Peut-être que oui, mais pas réconfortant. Treize Aes Sedai seraient en mesure de repousser elles-mêmes n’importe quel assaut que combinerait Perrin, sans leurs Liges et leurs gardes. Treize Aes Sedai pouvaient menacer de neutraliser Rand si Perrin attaquait. Elles ne s’y décideraient sûrement pas – elles savaient que Rand était le Dragon Réincarné ; elles savaient qu’il devait être là lors de la Dernière Bataille – mais Perrin pouvait-il en courir le risque ? Qui sait pour quelle raison des Aes Sedai font-elles ce qu’elles font ? Il n’avait jamais réussi à se sentir en confiance même avec des Aes Sedai qui avaient tenté de se montrer amicales. Elles conservaient toujours leurs secrets et comment un homme serait-il rassuré quand il les sentait agir derrière son dos, si grands que soient les sourires qu’elles lui adressent par-devant ? Qui saurait dire comment vont se conduire des Aes Sedai ?

À la vérité, Loial ne connaissait pas grand-chose qui servirait quand le jour viendrait et, d’ailleurs, il avait beaucoup plus envie de parler d’Erith. Perrin était au courant qu’il avait confié à Faile deux lettres, une adressée à sa mère et l’autre à Erith, qu’elle remettrait quand elle pourrait si quoi que ce soit de fâcheux arrivait. Ce qu’aussitôt Loial s’exténua presque à lui assurer impossible ; il craignait toujours terriblement d’inquiéter les autres. Perrin avait laissé sa propre lettre pour Faile ; Amys l’avait emportée au camp des Aiels pour la confier aux Sagettes.

« Elle est si belle, murmura Loial qui contemplait la nuit comme s’il voyait Erith. Son visage est si délicat, pourtant fort en même temps.

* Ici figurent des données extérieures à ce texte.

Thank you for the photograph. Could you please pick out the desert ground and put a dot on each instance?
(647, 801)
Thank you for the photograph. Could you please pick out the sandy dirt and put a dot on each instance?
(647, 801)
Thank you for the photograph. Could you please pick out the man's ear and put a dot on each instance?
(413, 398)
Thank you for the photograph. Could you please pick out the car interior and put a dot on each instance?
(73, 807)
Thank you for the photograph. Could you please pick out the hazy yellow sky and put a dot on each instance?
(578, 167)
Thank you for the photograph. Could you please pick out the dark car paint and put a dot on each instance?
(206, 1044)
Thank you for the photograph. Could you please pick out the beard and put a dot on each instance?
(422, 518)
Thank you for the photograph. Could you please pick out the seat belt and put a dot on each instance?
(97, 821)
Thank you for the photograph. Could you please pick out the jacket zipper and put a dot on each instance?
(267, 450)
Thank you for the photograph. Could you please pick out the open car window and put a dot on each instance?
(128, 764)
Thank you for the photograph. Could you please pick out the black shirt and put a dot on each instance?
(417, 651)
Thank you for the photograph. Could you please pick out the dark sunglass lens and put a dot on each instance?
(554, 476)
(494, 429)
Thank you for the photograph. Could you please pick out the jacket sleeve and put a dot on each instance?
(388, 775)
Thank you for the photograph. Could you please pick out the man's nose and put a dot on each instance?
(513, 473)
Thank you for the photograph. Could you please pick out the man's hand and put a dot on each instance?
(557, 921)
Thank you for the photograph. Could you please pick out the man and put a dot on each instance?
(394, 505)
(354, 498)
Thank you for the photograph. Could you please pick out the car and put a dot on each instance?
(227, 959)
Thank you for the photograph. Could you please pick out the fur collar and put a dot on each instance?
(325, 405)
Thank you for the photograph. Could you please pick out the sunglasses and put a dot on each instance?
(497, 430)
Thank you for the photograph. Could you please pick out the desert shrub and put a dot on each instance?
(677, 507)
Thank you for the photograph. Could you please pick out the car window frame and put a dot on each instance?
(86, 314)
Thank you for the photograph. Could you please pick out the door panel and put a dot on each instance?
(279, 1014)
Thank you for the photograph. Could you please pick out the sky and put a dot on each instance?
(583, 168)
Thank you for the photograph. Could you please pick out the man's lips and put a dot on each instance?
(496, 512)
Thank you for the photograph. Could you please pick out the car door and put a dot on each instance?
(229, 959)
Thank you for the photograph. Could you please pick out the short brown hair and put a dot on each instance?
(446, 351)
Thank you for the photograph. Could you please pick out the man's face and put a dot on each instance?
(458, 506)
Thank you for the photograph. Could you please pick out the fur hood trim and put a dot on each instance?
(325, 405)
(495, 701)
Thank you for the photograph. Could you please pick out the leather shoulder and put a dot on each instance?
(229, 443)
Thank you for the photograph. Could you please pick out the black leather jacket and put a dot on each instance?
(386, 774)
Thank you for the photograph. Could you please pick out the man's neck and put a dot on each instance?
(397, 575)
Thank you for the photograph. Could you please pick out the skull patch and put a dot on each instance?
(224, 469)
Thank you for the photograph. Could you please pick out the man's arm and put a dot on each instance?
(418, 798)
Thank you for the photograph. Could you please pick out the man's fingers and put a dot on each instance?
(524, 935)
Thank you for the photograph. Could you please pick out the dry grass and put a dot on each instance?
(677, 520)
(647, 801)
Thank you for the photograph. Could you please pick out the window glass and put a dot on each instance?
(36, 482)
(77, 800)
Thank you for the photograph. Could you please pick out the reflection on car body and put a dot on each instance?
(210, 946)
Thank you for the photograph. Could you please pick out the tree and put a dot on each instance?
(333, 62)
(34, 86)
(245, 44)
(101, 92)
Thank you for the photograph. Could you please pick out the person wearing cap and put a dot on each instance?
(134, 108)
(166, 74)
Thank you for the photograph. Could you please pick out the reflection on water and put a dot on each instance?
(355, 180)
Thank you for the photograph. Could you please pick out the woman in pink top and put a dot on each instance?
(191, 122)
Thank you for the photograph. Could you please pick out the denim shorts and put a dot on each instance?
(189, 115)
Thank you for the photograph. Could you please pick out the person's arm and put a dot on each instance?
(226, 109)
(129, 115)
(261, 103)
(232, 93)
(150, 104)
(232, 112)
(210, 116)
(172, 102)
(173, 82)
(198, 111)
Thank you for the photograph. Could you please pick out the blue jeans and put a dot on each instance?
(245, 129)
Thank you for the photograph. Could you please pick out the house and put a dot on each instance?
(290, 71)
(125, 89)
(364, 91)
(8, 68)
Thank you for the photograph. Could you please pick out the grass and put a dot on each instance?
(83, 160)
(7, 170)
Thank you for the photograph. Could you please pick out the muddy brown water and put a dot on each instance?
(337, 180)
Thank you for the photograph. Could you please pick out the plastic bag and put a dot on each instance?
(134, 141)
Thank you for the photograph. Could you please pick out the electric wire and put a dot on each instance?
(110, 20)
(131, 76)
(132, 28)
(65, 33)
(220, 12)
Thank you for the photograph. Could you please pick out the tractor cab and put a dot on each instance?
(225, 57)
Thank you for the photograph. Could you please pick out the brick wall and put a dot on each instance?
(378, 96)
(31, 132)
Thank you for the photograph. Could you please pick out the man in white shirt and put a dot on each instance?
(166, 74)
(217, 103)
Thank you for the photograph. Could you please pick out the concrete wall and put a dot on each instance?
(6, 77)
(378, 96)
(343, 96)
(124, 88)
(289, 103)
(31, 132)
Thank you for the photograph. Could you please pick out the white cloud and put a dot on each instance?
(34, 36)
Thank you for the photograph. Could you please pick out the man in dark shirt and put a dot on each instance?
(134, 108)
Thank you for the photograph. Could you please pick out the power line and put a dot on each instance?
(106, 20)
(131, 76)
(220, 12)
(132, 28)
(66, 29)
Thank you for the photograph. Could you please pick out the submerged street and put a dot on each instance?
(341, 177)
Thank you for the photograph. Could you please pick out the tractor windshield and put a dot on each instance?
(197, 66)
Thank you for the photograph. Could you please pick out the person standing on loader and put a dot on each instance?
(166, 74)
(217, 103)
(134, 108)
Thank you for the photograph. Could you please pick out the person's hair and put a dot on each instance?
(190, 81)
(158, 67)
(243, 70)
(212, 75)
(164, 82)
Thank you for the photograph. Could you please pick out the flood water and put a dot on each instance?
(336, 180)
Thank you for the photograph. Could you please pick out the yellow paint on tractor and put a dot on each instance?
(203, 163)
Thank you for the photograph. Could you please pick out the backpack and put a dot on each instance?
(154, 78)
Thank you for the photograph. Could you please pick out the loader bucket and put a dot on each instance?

Quand je regardais ses yeux, j’avais l’impression de n’être capable de rien voir d’autre. Et ses oreilles ! » Soudain, les siennes se mirent à vibrer follement et il s’étouffa avec la fumée de sa pipe. « Je vous en prie, dit-il d’une voix haletante, oubliez que j’ai mentionné… je n’aurais pas dû parler de… Vous savez que je ne suis pas vulgaire, Perrin.

— J’ai déjà oublié », répondit Perrin faiblement. Ses oreilles ?

Loial voulait savoir ce que c’est que d’être marié. Non pas qu’il avait la moindre intention de se marier déjà, fut-il prompt à ajouter ; il était trop jeune et il avait son livre à terminer, et il n’était pas prêt à adopter une vie où il ne quitterait jamais le stedding sauf pour aller rendre visite dans un autre, ce qu’exigerait à coup sûr une épouse. Il était simplement curieux. Pas plus.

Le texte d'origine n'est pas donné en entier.